Tracking the Fate of Particle Associated Fukushima Daiichi Cesium in the Ocean off Japan.

A three year time-series of particle fluxes is presented from sediment traps deployed at 500 and 1000 m at a site 115 km southeast of Fukushima Daiichi Nuclear Power Plant (FDNPP). Results show a high fraction of lithogenic material and mass flux peaks that do not align between the trap depths, suggesting a lateral source of sediments. Fukushima cesium-137 and cesium-134 were enhanced in flux peaks that, given variations in trap (137)Cs/(210)Pbex ratios, are characteristic of material derived from shelf and slope sediments found from <120 to >500 m. These lateral flux peaks are possibly triggered by passing typhoons. The Cs fluxes are an order of magnitude higher than were previously reported for the trap located 100 km due east of FDNPP. We attribute this large difference to the position of our trap under the southeasterly currents that carry contaminated waters and resuspended sediments away from FDNPP and into the Pacific. These higher Cs sedimentary fluxes offshore are still small relative to the inventory of Cs currently buried nearshore. Consequently, we do not expect them to effect any rapid decrease in Cs levels for the coastal sediments near FDNPP that have been linked to enhanced Cs in demersal fish.

Lingering radioactivity at the Bikini and Enewetak Atolls

We made an assessment of the levels of radionuclides in the ocean waters, seafloor and groundwater at Bikini and Enewetak Atolls where the US conducted nuclear weapons tests in the 1940s and 50s. This included the first estimates of submarine groundwater discharge (SGD) derived from radium isotopes that can be used here to calculate radionuclide fluxes in to the lagoon waters. While there is significant variability between sites and sample types, levels of plutonium (239,240Pu) remain several orders of magnitude higher in lagoon seawater and sediments than what is found in rest of the worlds oceans. In contrast, levels of cesium-137 (137Cs) while relatively elevated in brackish groundwater are only slightly higher in the lagoon water relative to North Pacific surface waters.
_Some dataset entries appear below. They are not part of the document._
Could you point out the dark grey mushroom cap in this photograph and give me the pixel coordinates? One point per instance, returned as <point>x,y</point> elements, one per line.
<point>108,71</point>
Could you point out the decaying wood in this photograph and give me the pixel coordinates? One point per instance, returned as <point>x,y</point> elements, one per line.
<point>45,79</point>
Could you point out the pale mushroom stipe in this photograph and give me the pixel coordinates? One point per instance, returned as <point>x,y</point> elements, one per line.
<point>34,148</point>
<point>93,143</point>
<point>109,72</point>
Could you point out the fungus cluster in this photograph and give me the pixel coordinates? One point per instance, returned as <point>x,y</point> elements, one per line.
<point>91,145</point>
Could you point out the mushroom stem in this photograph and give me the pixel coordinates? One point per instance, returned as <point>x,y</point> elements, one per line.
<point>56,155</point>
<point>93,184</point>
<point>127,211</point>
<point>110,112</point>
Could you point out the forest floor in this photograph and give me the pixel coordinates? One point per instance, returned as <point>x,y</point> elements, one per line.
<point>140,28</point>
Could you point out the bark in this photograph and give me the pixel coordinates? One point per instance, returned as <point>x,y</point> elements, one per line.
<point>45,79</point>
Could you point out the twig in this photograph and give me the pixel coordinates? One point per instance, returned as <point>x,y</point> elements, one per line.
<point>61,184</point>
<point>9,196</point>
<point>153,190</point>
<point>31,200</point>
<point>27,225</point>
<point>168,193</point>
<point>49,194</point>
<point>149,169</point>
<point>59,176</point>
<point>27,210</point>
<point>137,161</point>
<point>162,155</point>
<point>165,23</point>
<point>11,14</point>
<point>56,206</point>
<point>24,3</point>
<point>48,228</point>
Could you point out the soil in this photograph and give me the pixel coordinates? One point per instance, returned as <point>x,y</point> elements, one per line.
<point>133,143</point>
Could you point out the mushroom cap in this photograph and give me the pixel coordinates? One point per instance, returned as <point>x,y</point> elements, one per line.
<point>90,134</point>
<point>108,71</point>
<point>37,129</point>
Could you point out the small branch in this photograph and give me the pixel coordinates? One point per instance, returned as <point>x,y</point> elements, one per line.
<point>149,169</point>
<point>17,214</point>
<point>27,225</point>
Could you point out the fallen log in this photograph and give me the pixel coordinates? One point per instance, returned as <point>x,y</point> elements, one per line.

Of special interest was the Runit dome, a nuclear waste repository created in the 1970s within the Enewetak Atoll. Low seawater ratios of 240Pu/239Pu suggest that this area is the source of about half of the Pu in the Enewetak lagoon water column, yet radium isotopes suggest that SGD from below the dome is not a significant Pu source. SGD fluxes of Pu and Cs at Bikini were also relatively low. Thus radioactivity associated with seafloor sediments remains the largest source and long term repository for radioactive contamination. Overall, Bikini and Enewetak Atolls are an ongoing source of Pu and Cs to the North Pacific, but at annual rates that are orders of magnitude smaller than delivered via close-in fallout to the same area.